"Il romanzo narra del crollo di un ponte nell’Italia del 2020, con un evidente richiamo alla tragica vicenda genovese del 2018" - I dettagli

Va alla giovane scrittrice lodigiana Ilaria Rossetti, il Premio Nazionale di Letteratura Neri Pozza, sostenuto da Confindustria Vicenza e Grafica Veneta.

Già vincitrice del Premio Campiello Giovani nel 2007 e autrice di due romanzi, Rossetti si è aggiudicata la vittoria in entrambe le sezioni del Premio durante la cerimonia che si è tenuta presso il Teatro Olimpico di Vicenza. Come sottolinea la nota di chiusura, la sua opera ha ottenuto un largo consenso nel Comitato di Lettura composto dall’agente letterario Marco Vigevani, dallo scrittore e giornalista Stefano Malatesta, dallo scrittore e critico letterario Silvio Perrella, dalle scrittrici Wanda Marasco, Sandra Petrignani e Romana Petri, dalla direttrice del Circolo dei Lettori di Milano, Laura Lepri e dal direttore editoriale della Neri Pozza, Giuseppe Russo.

“Il romanzo narra del crollo di un ponte nell’Italia del 2020, con un evidente richiamo alla tragica vicenda genovese del 2018. Nel testo di Ilaria Rossetti, tuttavia, il crollo diventa la potente metafora di una disgregazione che investe l’insieme della società e le singole esistenze umane.

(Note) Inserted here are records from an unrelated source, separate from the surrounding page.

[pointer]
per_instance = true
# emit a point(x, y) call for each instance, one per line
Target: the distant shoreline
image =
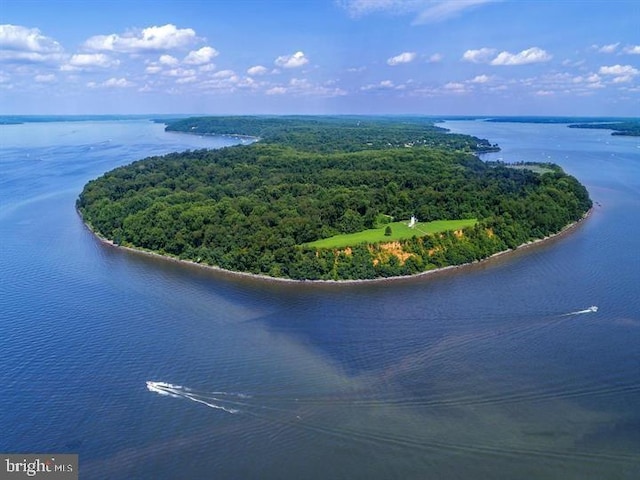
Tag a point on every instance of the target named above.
point(268, 279)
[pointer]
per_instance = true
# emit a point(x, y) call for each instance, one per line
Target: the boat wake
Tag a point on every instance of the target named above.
point(229, 402)
point(591, 309)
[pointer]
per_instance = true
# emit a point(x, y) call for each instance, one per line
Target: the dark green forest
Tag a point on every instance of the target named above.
point(251, 208)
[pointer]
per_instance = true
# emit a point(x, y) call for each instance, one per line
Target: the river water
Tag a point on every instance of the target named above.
point(495, 371)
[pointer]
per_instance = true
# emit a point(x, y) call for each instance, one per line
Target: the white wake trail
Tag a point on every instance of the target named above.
point(204, 398)
point(591, 309)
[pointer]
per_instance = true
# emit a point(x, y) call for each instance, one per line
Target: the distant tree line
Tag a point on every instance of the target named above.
point(251, 208)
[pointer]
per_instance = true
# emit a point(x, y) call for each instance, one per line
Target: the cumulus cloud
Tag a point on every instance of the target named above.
point(619, 70)
point(425, 11)
point(611, 48)
point(149, 39)
point(23, 44)
point(225, 74)
point(276, 91)
point(168, 60)
point(383, 85)
point(86, 61)
point(19, 38)
point(257, 70)
point(45, 78)
point(480, 79)
point(525, 57)
point(404, 57)
point(481, 55)
point(292, 61)
point(112, 83)
point(455, 87)
point(201, 56)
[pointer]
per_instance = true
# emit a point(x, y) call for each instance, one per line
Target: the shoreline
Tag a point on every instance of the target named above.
point(268, 279)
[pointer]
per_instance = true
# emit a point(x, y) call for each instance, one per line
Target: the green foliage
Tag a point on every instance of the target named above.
point(393, 231)
point(256, 208)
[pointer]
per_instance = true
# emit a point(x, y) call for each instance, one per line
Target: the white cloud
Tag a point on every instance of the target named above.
point(257, 70)
point(191, 79)
point(179, 72)
point(525, 57)
point(480, 79)
point(45, 78)
point(292, 61)
point(168, 60)
point(153, 69)
point(276, 91)
point(27, 45)
point(611, 48)
point(201, 56)
point(383, 85)
point(118, 83)
point(112, 83)
point(404, 57)
point(426, 11)
point(455, 87)
point(149, 39)
point(224, 74)
point(481, 55)
point(623, 79)
point(83, 61)
point(23, 39)
point(619, 70)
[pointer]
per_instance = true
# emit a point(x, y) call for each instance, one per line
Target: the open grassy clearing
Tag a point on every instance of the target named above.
point(399, 231)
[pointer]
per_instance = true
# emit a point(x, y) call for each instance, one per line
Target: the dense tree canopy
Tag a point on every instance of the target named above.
point(253, 208)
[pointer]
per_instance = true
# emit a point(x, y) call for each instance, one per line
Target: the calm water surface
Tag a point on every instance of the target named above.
point(488, 372)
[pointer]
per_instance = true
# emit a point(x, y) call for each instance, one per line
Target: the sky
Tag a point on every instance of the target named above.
point(428, 57)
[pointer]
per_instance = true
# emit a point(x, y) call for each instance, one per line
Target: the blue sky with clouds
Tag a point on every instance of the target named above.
point(433, 57)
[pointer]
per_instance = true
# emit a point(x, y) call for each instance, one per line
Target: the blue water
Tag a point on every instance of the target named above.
point(477, 373)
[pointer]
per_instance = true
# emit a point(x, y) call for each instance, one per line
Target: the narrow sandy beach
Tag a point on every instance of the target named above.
point(266, 278)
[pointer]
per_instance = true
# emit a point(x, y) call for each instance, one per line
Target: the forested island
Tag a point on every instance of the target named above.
point(330, 198)
point(629, 127)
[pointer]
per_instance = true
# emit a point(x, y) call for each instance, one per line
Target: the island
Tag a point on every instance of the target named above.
point(330, 199)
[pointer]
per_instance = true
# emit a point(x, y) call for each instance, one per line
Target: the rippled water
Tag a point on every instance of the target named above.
point(476, 373)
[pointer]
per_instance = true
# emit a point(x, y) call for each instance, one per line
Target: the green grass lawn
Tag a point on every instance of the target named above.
point(399, 231)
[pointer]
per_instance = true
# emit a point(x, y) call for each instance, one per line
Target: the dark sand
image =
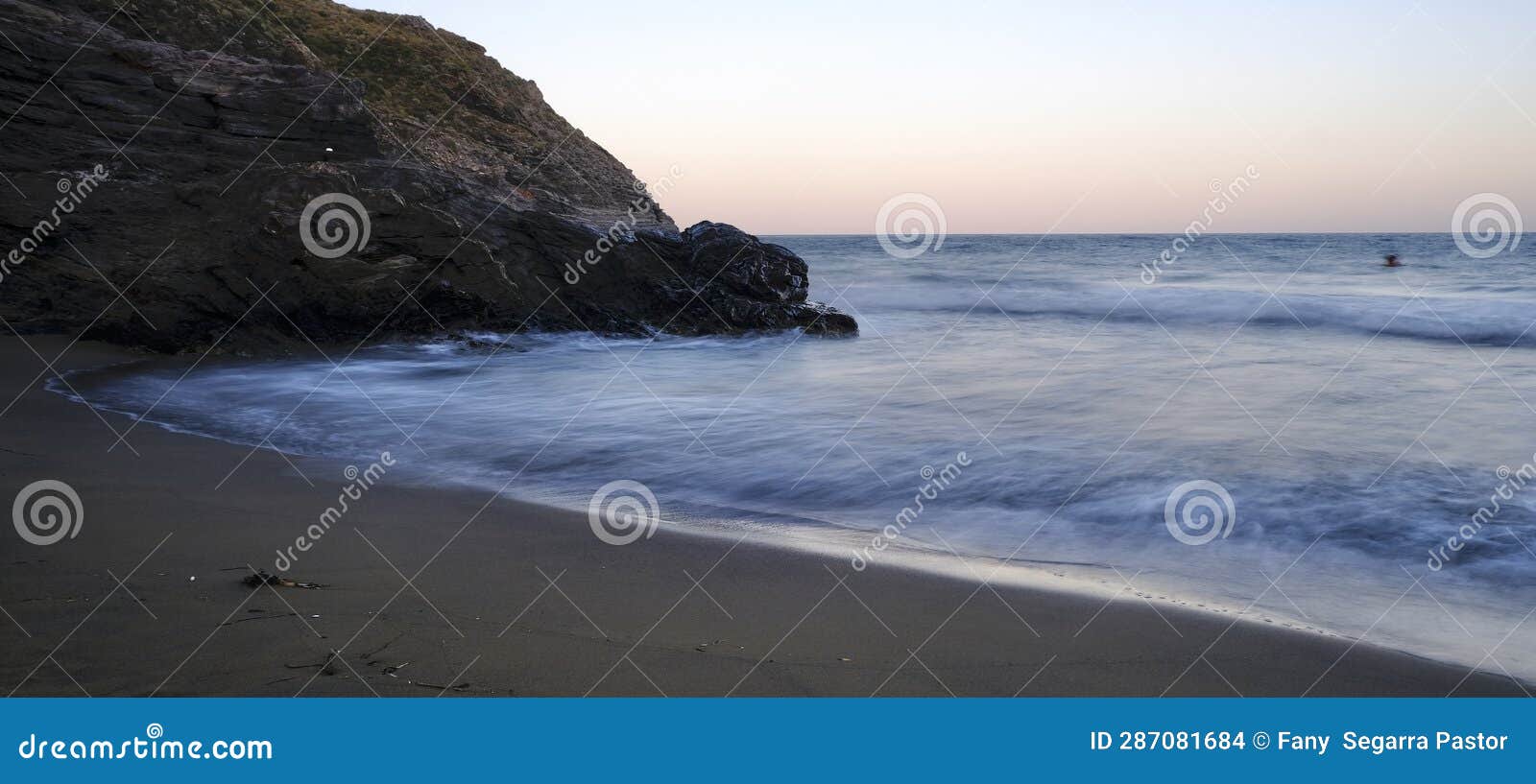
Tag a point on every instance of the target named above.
point(481, 615)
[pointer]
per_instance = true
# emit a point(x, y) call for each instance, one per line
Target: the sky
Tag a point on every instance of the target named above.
point(805, 117)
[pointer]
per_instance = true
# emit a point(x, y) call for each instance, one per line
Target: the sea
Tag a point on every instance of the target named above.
point(1271, 427)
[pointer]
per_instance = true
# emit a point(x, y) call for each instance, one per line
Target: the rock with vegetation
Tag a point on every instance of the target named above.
point(251, 176)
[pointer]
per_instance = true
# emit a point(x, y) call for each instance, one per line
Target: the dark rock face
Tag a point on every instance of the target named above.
point(186, 176)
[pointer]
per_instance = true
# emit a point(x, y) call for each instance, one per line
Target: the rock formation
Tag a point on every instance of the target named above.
point(180, 176)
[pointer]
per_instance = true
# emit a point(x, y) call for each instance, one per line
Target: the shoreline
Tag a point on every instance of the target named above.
point(514, 597)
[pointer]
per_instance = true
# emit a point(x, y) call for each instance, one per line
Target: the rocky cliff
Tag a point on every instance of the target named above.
point(255, 176)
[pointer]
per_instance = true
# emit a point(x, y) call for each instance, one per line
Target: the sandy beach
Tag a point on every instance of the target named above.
point(445, 591)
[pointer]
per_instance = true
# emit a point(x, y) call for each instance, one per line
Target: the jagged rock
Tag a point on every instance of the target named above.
point(484, 209)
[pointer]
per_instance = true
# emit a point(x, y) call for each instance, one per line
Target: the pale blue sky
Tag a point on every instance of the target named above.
point(799, 117)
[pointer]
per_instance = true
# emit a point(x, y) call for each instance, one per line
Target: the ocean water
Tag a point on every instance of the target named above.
point(1049, 399)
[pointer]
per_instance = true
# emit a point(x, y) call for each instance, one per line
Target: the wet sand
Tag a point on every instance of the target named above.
point(449, 591)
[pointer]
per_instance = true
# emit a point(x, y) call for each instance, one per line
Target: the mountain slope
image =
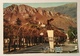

Un’opera che usa il registro della cronaca per mostrare le ferite dell’anima e che, con la sua lingua intensa e a tratti poetica, ha permesso all’autrice di ottenere anche la vittoria per la Sezione Giovani”, indetta all’interno del Premio in collaborazione con il Circolo dei Lettori di Milano e riservata ai partecipanti al Premio di età inferiore ai 35 anni.

Le cose da salvare, il libro di Rossetti, sarà pubblicato da Neri Pozza Editore.